What this does not claim
- The exact w threshold (0.5 vs. 0.6 vs. 0.7). The simulation shows w = 0.5 is safe and w = 0.8 is unsafe. The transition lives somewhere in between; calibrating the exact threshold needs more granular weight sweeps and real workload data.
- Real joule measurement. Joules are measured discretely in the simulation; real federations need a joule-metering primitive (probably tied to GPU power-draw monitoring). Open work.
- Multi-axis pressure. The simulation has a single user-utility axis (quality vs. joules). Real users care about latency, freshness, privacy, alignment-to-their-community (Bet 72), etc. Multi-axis dynamics may produce different equilibria.
- Evolutionary specialisation. The simulation has homogeneous nodes. A real federation would have node specialisation (one node optimised for joules, another for quality, others for niche capabilities). Heterogeneous-node markets may avoid race-to-bottom by serving different user-segments. Open work.
- Alternative pricing mechanisms. Bet 73 falsifies pure-joule pricing. Alternative pricing schemes (Pareto-frontier auction, quality-floor + joule-tie-break, reputation-weighted) are not tested here.
- The full year-50 horizon. Bet 73 runs 300 ticks. Long-time-horizon dynamics (e.g., new-entrant nodes pulling the market upward by joining at high quality) are open work.
Run command
PYTHONPATH=src python -m experiments.bets.73_joule_currency
Output: experiments/bets/results/73_joule_currency.json records per-weight median quality, p10 quality, median joules, drops taken, quality investments, and pre-registered criteria flags.
Related entries
- Bet 11: pay-with-bandwidth ledger. The economic substrate for joule-aware accounting.
- Bet 13: 1.58-bit wire protocol. Quality-floor constraint dependency.
- Bet 67: ledger durability. The bandwidth-ledger primitive that the joule-pricing layer would compose with.
- Bet 68: royalty correctness. The complementary catastrophic falsification — Bet 68 surfaced the unsigned-receipt vulnerability; Bet 73 surfaces the unbounded-joule-pressure vulnerability.
- Bet 72: liquid democracy. The governance primitive that complements the economic primitive.
Why it matters
The federation's most ambitious economic claim is fair-across-geographies pricing. A 5× difference in electricity cost between Kerala and Reykjavik should not translate into a 5× difference in inference cost for the user. Joule-pricing solves this — but Bet 73 shows that pure joule-pricing breaks quality.

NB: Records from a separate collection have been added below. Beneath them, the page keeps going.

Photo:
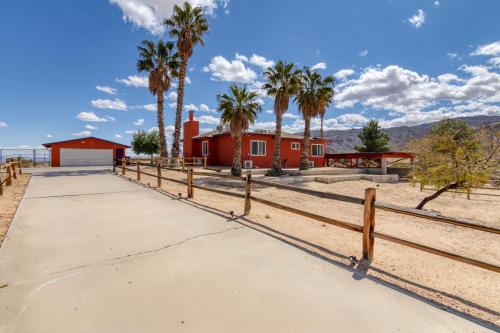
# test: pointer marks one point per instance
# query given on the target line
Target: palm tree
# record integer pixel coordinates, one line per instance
(187, 25)
(282, 83)
(314, 95)
(239, 110)
(162, 63)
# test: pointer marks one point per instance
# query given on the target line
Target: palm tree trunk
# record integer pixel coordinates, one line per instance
(277, 146)
(321, 135)
(161, 125)
(304, 153)
(236, 169)
(180, 105)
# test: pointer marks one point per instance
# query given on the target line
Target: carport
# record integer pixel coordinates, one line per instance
(89, 151)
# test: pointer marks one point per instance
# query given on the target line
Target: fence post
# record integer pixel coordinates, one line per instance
(158, 170)
(8, 182)
(248, 192)
(369, 223)
(190, 182)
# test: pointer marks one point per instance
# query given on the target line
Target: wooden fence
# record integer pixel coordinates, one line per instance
(369, 212)
(11, 171)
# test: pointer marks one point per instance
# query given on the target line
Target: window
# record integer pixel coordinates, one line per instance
(317, 150)
(258, 148)
(204, 148)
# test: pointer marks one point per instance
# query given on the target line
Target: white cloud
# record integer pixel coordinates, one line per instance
(232, 71)
(190, 107)
(172, 96)
(92, 117)
(107, 90)
(363, 53)
(116, 104)
(209, 120)
(139, 122)
(418, 19)
(149, 14)
(261, 61)
(83, 133)
(150, 107)
(135, 81)
(318, 66)
(492, 49)
(343, 73)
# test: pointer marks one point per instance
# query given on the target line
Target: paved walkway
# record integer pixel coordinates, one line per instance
(90, 252)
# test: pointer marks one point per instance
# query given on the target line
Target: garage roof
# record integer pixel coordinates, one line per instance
(119, 145)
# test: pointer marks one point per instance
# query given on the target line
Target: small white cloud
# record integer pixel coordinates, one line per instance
(190, 107)
(135, 81)
(318, 66)
(343, 73)
(261, 61)
(92, 117)
(116, 104)
(150, 107)
(83, 133)
(418, 19)
(107, 90)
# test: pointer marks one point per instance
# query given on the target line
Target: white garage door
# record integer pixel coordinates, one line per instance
(79, 157)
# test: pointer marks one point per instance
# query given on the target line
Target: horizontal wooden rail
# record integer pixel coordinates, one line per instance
(320, 194)
(442, 253)
(342, 224)
(435, 217)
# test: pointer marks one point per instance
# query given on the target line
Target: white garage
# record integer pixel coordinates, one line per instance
(83, 157)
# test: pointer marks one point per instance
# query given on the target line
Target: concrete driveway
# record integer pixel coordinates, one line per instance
(91, 252)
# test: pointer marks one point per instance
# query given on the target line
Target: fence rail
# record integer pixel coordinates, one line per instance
(10, 173)
(369, 212)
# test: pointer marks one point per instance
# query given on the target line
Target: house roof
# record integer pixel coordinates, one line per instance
(49, 144)
(284, 135)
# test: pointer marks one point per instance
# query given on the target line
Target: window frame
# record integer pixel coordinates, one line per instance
(202, 146)
(258, 141)
(322, 149)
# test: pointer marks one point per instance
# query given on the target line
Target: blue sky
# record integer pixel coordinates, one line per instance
(68, 67)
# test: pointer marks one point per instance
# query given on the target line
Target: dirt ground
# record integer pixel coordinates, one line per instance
(12, 195)
(458, 287)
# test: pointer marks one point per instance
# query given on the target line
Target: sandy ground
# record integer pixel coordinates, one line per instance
(12, 195)
(458, 287)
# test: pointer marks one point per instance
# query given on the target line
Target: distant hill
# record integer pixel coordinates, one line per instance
(345, 140)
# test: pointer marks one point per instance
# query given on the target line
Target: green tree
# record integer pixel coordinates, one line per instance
(161, 63)
(312, 97)
(188, 25)
(282, 83)
(455, 156)
(373, 138)
(147, 143)
(239, 110)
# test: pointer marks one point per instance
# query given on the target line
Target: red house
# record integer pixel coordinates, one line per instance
(257, 147)
(85, 151)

The right answer: joule-aware accounting + quality floor + capped pressure. The federation prices inference in joules (so global parity is preserved) while constraining how much weight users can put on the joule axis (so quality is preserved).
This is a load-bearing protocol parameter. Without Bet 73, RFC-0006 might have allowed w as a free user parameter ranging from 0 to 1. With Bet 73, the spec mandates w ≤ 0.5 and quality ≥ 0.50 for routing. The catalogue's contribution: surfacing the parameter constraint empirically, before the federation ships the unbounded version.
The methodological lesson: economic mechanisms have phase transitions, not gradients. A 50× quality swing between w=0.5 and w=0.8 is not the kind of thing intuition predicts. The simulation reveals it. The catalogue exists for precisely this kind of surface — small structural questions whose answers have outsized protocol consequences.